Founder’s Story: Benjamin Vann’s “Why” - Part Two
Let's talk about the challenge around your mission of building generational wealth when there has been such a wealth gap in communities of color.
How do you talk about this wealth gap?
Great question. Honestly, it's the most ignored and dangerous issue that our country is facing right now and it's in stealth mode. A lot of people say that rich is loud, and wealthy is quiet, and that's actually a true thing. So when we talk about wealth, we talk about the assets - the things you might not see publicly, but wealth is also leverage. To be able to do other things in your life, like buy a home, buy stock - any other type of investment opportunity to build future capacity for families and for communities. What we've seen is black and brown communities that have been historically excluded from wealth building opportunities.
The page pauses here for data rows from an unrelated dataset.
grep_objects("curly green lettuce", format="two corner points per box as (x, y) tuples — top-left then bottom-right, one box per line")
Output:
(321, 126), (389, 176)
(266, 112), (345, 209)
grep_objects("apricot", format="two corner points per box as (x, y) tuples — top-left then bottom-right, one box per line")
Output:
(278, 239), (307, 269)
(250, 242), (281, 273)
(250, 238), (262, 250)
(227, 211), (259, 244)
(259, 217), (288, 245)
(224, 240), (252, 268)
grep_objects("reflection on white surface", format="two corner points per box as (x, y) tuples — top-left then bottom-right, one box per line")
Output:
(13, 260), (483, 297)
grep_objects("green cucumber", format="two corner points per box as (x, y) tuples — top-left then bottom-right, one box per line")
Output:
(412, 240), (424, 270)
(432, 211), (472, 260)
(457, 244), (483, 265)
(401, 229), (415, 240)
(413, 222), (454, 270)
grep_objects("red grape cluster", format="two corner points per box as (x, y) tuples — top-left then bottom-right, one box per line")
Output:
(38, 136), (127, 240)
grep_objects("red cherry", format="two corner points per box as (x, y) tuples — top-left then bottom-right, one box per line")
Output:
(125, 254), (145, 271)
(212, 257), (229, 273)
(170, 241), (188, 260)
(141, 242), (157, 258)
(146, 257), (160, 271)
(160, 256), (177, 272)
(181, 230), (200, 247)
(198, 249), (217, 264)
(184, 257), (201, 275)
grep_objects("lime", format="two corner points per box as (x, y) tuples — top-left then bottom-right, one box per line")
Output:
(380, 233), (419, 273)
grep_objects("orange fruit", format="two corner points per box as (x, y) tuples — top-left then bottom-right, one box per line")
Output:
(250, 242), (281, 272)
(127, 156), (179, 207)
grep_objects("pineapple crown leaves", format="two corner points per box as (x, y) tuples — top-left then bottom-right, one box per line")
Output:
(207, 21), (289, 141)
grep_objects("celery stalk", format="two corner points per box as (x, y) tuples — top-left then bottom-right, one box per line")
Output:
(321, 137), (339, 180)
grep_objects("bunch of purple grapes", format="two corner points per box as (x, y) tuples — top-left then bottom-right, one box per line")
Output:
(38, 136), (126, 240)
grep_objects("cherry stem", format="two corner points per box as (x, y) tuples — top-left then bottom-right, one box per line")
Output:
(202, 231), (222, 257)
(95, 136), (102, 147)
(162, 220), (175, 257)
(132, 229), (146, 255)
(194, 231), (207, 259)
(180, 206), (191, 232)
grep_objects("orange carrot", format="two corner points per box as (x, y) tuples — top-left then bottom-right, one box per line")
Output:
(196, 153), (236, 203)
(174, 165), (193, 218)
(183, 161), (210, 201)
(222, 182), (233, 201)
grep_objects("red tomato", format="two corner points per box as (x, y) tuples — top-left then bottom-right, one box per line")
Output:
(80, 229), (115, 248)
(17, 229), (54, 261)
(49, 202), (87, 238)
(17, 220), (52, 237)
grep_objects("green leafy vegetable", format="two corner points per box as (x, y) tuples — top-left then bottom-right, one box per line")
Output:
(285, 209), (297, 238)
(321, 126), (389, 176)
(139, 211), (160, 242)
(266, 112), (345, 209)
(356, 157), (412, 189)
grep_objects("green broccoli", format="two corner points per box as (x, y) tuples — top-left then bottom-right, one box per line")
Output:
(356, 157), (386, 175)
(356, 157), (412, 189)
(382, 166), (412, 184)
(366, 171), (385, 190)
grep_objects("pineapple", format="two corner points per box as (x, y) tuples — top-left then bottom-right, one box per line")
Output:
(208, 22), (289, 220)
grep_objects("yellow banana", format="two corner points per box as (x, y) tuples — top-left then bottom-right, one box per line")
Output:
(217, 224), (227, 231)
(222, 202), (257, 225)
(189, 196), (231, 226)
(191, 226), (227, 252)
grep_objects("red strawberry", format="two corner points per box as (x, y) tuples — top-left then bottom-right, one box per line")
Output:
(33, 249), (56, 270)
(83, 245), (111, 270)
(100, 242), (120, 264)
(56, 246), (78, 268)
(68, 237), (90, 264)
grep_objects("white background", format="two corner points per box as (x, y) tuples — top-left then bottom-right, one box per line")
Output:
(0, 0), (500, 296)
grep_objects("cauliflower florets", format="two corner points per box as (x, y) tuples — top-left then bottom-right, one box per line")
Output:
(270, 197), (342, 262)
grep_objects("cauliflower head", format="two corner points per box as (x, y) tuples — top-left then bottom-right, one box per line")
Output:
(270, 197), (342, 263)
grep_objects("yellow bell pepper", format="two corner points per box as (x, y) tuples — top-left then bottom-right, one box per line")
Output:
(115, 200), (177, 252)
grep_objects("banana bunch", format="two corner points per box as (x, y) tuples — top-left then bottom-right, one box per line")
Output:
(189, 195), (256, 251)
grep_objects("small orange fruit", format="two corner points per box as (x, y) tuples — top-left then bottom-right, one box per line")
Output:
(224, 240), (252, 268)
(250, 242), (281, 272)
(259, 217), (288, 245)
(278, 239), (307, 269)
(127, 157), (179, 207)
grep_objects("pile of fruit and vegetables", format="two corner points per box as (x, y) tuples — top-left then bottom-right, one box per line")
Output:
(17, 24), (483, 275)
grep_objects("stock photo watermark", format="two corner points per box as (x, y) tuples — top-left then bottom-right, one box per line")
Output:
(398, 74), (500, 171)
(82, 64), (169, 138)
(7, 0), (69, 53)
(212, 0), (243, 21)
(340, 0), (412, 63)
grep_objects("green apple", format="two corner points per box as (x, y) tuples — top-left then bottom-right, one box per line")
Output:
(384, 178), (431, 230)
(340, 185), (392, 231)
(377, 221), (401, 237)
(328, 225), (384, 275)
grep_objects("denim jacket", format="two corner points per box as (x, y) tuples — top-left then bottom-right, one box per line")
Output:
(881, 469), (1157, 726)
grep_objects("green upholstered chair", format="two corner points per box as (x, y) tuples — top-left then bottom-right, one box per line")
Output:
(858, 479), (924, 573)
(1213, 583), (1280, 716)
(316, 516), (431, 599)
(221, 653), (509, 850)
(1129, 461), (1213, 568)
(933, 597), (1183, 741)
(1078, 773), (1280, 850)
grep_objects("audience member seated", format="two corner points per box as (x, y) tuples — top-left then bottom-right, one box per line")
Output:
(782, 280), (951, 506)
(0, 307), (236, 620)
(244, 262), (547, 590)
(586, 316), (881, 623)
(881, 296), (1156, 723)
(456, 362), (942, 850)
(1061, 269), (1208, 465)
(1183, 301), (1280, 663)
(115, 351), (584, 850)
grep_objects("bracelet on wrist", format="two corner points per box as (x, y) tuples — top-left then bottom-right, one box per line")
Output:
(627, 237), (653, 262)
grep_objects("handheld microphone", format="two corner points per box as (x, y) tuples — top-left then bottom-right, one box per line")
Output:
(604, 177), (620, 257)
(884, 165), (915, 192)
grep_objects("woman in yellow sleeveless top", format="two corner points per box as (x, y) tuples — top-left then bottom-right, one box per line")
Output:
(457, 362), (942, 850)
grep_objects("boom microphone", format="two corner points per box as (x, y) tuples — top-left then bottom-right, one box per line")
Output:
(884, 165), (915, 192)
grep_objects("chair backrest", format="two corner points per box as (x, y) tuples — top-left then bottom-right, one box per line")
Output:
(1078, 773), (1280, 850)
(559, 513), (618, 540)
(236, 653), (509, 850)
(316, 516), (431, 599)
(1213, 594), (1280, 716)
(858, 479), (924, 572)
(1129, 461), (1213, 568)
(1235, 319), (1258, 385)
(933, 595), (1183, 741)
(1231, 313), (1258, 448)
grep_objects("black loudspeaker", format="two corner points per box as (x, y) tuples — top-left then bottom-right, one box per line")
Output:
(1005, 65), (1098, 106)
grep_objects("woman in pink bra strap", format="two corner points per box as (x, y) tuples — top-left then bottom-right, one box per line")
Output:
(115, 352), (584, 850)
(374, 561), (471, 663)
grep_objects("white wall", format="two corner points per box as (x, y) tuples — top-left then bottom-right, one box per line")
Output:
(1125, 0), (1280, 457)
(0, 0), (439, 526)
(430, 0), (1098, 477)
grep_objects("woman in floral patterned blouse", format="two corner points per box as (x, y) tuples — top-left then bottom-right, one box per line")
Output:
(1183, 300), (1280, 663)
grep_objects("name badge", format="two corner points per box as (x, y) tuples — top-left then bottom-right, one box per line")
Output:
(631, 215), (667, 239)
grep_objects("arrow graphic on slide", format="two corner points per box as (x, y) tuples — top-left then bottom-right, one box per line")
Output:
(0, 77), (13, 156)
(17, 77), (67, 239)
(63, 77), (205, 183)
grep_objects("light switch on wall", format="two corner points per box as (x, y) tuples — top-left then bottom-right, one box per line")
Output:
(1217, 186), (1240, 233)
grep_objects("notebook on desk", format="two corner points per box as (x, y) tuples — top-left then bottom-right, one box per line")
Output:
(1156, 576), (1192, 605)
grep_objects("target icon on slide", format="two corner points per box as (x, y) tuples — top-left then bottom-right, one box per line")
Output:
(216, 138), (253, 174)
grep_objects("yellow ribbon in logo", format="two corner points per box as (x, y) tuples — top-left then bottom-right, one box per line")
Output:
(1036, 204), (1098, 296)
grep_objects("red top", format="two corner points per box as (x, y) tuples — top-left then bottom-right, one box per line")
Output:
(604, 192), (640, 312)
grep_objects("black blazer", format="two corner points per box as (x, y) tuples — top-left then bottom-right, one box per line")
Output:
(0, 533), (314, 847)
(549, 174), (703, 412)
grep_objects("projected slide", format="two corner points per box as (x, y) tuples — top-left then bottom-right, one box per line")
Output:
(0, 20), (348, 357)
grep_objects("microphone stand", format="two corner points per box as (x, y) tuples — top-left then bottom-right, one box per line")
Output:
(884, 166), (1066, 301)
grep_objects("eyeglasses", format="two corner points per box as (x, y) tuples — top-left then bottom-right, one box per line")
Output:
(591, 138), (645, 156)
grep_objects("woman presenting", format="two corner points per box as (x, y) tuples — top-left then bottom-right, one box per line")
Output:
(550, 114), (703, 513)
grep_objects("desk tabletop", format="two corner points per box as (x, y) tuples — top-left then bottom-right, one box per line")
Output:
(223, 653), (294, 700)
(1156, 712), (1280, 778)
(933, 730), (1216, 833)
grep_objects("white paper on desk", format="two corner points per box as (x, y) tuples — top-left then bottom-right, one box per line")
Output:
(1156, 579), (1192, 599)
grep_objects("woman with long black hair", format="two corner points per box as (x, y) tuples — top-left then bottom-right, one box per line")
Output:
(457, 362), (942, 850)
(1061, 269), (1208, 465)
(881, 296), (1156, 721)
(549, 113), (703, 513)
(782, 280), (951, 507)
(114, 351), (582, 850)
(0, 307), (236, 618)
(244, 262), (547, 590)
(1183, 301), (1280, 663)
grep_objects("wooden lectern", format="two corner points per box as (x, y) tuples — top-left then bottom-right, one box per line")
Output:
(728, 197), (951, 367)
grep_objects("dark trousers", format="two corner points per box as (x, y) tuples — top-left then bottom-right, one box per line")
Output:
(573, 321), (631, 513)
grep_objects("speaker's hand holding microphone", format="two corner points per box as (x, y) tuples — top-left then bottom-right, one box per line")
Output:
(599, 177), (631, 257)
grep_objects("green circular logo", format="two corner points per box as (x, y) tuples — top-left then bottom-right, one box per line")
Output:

In our country, the two most viable ways to create wealth have always been foundational - home ownership and entrepreneurship. And because of policies like redlining, discriminatory practices towards granting black and brown the ability to move into upwardly mobile neighborhoods. We've seen over time that this has unleveled the playing field when it comes to that opportunity, so home ownership has not always been the best short term way to build wealth. But, when we talk about entrepreneurship, these same communities have always been entrepreneurial in terms of just survival and resourcefulness - all the qualities that you'd see in a great entrepreneur. However, when we talk about the policies and practices, there have been lots of places where entrepreneurs and small business owners that are minorities, typically can't grow at the same scale as their white counterparts.
So for us, we look at it as how can we improve the household income of the individual first, through the ownership of the business? I watched my father raise a family of four kids in a house on $10/ hour and had multiple businesses to subsidize the lack of income. We saw high unemployment rates with him working in the manufacturing industry where they would outsource jobs to other countries. So these drivers, underemployment, underemployment asset poverty, really created my first hand viewpoint of what that looked like.
So to this day, as an entrepreneur in an upwardly mobile middle class black family in the United States, I would say, my Dad with a GED - he dropped out of school in the fifth grade, entrepreneurship has been his path to put me through private school and feed a family of four, to do all that we've done in a lifetime; entrepreneurship has been that key and small business ownership has been that key. Communities being able to own their own future through entrepreneurship is a powerful thing. And it really promotes independence and self-sufficiency in a system that thrives on extractionary strategies and policies.